Ok, ok…enough with the love. I’m spoiled by all the comments, because for once people did like I asked them to without bitching, moaning, and general debate. I don’t expect to be that lucky again.
Anyway…I’m seeing a pattern here. The less I bitch about myself, the better my posts are…sort of. So I have something else for you. Something that has been on my mind the last few days, but I figure I want to talk about it now…
The Lonely Grave of Culon The Gangbanger
I used to date a girl named Keshia. This was sometime ago, and although I had feelings for ther then, it seems like a lifetime ago (she was pre-Joy). The logistics of our relationship isn’t all that important, just your normal boyfriend girlfriend bullshit. She was ghetto as hell, and of course, I was better off without her.
Like I said, this isn’t at all about me. Just setting up a point of reference that kind of ties into the last post…loosely.
Towards the end of our relationship, Keisha would disappear alot. She would pick fights with me, all that type of thing. She broke up with me, saying that I wasn’t “hood” enough, that I was simply too nice for her, she need a thug in her life or something along those lines…Like I said, I was better off without her.
Anyway, she ended up with this felon in training, a guy by the name of Culon (pronounced Coo-lawn, I am anal about name pronouncation, given that my name is Hashim.) I knew of Culon through different circles, and I even had dealings with him from time to time, but there wasn’t enough to even call him a mild acquaintance.

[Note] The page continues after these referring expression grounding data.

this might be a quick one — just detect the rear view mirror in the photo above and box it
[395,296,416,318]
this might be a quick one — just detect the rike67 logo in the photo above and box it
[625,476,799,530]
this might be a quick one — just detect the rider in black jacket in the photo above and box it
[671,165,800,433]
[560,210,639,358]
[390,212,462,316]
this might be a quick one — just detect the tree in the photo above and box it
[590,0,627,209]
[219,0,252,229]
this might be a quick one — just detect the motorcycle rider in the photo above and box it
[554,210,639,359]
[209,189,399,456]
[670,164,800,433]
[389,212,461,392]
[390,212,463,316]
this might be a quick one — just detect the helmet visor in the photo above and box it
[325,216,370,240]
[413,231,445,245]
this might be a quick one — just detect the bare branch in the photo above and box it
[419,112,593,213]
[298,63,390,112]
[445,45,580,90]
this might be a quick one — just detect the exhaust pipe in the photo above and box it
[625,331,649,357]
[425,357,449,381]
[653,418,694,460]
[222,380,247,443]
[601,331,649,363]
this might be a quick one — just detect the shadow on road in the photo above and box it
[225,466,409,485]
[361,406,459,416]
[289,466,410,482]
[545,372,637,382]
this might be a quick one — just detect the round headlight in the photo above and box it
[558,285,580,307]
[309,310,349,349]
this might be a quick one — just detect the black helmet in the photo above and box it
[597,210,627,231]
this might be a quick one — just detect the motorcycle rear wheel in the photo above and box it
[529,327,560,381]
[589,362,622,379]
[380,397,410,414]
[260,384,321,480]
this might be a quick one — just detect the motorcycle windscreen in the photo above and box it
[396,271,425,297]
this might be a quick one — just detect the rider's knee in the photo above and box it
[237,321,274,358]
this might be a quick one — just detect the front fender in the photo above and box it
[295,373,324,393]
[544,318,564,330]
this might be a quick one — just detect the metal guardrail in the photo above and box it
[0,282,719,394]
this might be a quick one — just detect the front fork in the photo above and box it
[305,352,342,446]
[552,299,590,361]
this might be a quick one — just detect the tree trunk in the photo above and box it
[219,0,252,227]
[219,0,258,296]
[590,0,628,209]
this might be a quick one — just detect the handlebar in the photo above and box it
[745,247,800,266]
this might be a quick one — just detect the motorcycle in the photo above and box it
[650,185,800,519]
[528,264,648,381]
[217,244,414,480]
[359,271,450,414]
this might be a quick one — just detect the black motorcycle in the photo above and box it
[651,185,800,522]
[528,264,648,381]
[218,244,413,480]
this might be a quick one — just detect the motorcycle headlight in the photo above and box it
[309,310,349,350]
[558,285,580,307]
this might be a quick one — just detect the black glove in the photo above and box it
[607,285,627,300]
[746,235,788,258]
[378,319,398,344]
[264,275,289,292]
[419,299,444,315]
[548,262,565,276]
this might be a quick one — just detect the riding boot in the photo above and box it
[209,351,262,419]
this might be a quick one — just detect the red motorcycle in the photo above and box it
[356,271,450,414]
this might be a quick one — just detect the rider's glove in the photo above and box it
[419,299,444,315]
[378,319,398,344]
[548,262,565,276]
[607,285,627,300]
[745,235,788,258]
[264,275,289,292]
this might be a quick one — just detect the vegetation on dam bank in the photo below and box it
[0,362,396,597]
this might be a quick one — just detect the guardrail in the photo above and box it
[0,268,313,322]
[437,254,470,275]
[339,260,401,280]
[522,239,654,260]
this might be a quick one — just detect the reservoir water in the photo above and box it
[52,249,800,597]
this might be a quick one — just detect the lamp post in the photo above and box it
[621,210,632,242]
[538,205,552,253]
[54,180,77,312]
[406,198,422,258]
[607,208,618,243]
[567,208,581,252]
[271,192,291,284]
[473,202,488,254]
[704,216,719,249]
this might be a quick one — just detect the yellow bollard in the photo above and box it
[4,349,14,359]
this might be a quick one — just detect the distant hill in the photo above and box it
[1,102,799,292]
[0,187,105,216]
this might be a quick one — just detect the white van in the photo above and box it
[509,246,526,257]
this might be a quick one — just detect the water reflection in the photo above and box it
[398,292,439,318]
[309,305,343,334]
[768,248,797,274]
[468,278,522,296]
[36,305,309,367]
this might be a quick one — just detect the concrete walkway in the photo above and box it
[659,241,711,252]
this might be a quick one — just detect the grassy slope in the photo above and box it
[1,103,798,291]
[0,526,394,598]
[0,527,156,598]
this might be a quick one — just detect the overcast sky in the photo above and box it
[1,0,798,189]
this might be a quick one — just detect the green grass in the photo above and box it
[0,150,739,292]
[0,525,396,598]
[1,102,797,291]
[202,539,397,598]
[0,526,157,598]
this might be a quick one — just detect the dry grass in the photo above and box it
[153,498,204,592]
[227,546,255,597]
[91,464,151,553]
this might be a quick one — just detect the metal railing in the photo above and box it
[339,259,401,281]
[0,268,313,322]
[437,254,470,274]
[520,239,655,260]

From what I did know of him, I knew he was bad news.
Right around the time I started seeing Joy, I happened upon Keisha at a house party, and we talked. Being that circles of friends usually collide, I already knew that she was seeing Culon, so when she told me in passing, I wasn’t moved…or even surprised.
As the years passed by, I ran into Keisha here and there, and she was still with Culon…sort of. Being a degenerate criminal kept him in and out of Jail, and I swear, each time I saw her, she was pregnant with another one of his kids.
No, this isn’t me gloating about her choosing the wrong guy over me. It gets better (or worse) than that.
In May of last year, I was out barhopping with some of my friends. We went to this hole in the wall called Jazmin’s. As it usually is, a fight broke out, of which Culon and a couple other people I know were involved in. The fight went outside, and it wasn’t long before people started shooting. Culon was one of the people shot, but he didn’t die.
Culon ended up in a wheelchair, I know this because I ran into him at a barbecue when I got home this summer. He was there with Keisha, who after years of abuse, pregnancies (3), and uninspired ghetto life looked terrible, at least by my standards. The girl was a hollow shell of the person who I thought was hot as hell at the time. It was the last time I saw either one of them to this point.
2 weeks ago, Culon and Keisha were at another barbecue, and the events of that night in May came home to roost. Two men came uninvited to the party, found Culon, kicked over his wheelchair, and shot him 7 times, including two shots two the head and face, guaranteeing a closed casket funeral.
A couple of days ago, I was talking to my friend Cam, shootin the shit like we always do. We talked about what happened to Culon, both agreeing that kicking a man out of his wheelchair and shooting him was pretty cold, but then that was the reward for a life like his. Then he told me something that both enraged me and chilled my blood at the same time.
“Man, you know there isn’t going to be a funeral.”
When I asked him why, he told me that he spoke to Keisha and she told him that whoever shot Culon called his mother and told her that if there was a public funeral, everyone who attended would be shot at…including the coffin. Out of fear, the family had to bury him without any sort of memorial service, and his grave is currently unmarked, at least for the next couple of months or so, in order to avoid vandalism or, yes, even graverobbing.
This is why I could never have lived that life, and the thing that made Keisha leave me all those years ago is exactly what leaves me whole now.
I don’t shed any tears for Culon, and neither should any of you. The truth is he was a thief and a murderer. What happened to him was a long time coming, no one will dispute that. I feel sorry for those who had to deal with him, who felt they loved him or something.
I hate that they couldn’t have a funeral, because more heartless sons of bitches were willing to kill more innocent people just to make a silly ass point.
It’s the life you choose that kills you, the life I walked away from.
I continue to walk away, and I am all the better for it. It’s the Keishas of the world who want to sleep with danger because it exites them, and for all that, they only ever wake up in blood.
I pity that. That’s all any of us can ever do.